On peut alors s'interroger sur de nouvelles techniques à mettre en place en fonction du mode d'habitat. L'assainissement dissocié, qui consiste à collecter séparément nos déchets liquides et solides, à prévoir des circuits de collecte différents en fonction de la nature des eaux, enfin à produire sur place des produits recyclables, pourrait constituer l'une de ces solutions.
Ce système pourrait en effet être pertinent pour des habitations éloignées des réseaux de collecte et qui ne peuvent pas mettre en place un assainissement individuel, mais on pourrait aussi l'imaginer au niveau d'un immeuble collectif, dans lequel on aurait un système de récupération et de traitement in situ d'une partie des effluents. Il pourrait aussi être intéressant de favoriser ce système dans les métropoles des pays en développement, où la forte poussée de l'urbanisation ne permet pas de réaliser des installations d'assainissement adéquates. Créer ces systèmes de séparation et de recyclage in situ pourrait permettre de ne pas avoir à créer de très grandes stations d'épuration à l'extérieur des villes, évitant en même temps la construction de réseaux très étendus.

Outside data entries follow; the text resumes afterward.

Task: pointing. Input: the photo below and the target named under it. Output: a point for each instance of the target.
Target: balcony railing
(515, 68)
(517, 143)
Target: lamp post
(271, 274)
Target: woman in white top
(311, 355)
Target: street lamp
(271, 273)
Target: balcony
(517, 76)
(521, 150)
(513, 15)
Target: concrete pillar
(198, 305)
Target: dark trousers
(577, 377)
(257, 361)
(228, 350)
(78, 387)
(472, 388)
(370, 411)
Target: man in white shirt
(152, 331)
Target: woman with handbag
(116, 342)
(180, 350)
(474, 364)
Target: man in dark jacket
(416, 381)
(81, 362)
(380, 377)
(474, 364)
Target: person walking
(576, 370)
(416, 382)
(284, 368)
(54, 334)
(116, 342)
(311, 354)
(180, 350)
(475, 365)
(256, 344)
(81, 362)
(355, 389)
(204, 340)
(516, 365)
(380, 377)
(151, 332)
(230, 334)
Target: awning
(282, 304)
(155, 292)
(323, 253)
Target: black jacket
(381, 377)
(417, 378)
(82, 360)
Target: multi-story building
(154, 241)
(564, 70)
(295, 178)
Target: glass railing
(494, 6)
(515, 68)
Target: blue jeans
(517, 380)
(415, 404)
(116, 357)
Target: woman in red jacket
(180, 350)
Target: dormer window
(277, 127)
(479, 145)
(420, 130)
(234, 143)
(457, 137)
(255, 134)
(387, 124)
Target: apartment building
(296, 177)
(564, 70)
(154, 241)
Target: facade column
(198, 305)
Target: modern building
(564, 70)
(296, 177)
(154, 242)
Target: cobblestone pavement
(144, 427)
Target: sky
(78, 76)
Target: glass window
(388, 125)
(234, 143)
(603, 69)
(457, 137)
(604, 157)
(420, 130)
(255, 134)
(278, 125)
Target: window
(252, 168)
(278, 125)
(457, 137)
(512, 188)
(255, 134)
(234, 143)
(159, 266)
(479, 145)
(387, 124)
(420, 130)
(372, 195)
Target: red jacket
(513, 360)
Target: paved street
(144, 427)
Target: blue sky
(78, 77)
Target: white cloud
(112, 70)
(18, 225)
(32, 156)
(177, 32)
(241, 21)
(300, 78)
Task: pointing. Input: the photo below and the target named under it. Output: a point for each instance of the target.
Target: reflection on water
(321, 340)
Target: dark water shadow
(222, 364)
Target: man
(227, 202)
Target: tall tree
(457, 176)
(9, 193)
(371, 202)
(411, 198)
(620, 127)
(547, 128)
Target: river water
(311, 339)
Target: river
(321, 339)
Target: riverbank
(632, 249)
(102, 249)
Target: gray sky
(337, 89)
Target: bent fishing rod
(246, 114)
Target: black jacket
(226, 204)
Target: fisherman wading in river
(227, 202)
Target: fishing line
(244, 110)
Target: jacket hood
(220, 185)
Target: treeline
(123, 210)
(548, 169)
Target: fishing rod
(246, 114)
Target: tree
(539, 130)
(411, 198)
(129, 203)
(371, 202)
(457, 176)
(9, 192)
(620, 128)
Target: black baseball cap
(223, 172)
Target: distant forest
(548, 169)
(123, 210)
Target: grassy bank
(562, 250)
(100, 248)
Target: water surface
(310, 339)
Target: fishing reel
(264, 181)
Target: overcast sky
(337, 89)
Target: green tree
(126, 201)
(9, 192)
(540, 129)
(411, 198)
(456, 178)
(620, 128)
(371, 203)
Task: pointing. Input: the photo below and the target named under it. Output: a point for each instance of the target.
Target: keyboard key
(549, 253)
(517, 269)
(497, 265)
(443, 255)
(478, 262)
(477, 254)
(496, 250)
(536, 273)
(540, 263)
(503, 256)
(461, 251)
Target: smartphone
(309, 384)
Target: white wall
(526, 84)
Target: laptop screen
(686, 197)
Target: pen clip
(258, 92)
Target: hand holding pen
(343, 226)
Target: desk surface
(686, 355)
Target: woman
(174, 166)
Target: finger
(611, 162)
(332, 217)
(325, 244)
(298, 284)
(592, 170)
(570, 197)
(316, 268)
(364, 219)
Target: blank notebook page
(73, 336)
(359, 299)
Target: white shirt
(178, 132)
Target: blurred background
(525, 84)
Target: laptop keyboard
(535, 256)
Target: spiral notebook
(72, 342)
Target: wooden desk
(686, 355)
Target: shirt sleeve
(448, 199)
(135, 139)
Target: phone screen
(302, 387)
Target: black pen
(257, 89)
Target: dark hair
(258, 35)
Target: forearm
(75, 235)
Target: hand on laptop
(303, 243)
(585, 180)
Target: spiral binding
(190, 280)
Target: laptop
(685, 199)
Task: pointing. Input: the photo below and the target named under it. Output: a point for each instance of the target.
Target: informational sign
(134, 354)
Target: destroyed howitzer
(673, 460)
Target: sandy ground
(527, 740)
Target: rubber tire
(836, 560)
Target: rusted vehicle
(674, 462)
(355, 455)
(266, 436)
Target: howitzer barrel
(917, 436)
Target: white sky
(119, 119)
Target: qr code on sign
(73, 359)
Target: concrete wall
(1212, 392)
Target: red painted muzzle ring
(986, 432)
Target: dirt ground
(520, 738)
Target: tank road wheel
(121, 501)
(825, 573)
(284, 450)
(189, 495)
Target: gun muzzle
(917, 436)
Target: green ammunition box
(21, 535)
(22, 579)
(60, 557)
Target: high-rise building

Ces techniques nécessiteraient en outre le développement de nouveaux métiers, tels que la maintenance et l'entretien d'installations complexes au niveau des habitations individuelles ou des immeubles collectifs.
Par ailleurs, certaines techniques très consommatrices d'espace, comme les bassins de retenue, peuvent contribuer à la production d'un cadre de vie agréable et enrichi au plan de la faune et de la flore, en cohérence avec le cadre de vie recherché par ceux qui migrent vers les périphéries lointaines.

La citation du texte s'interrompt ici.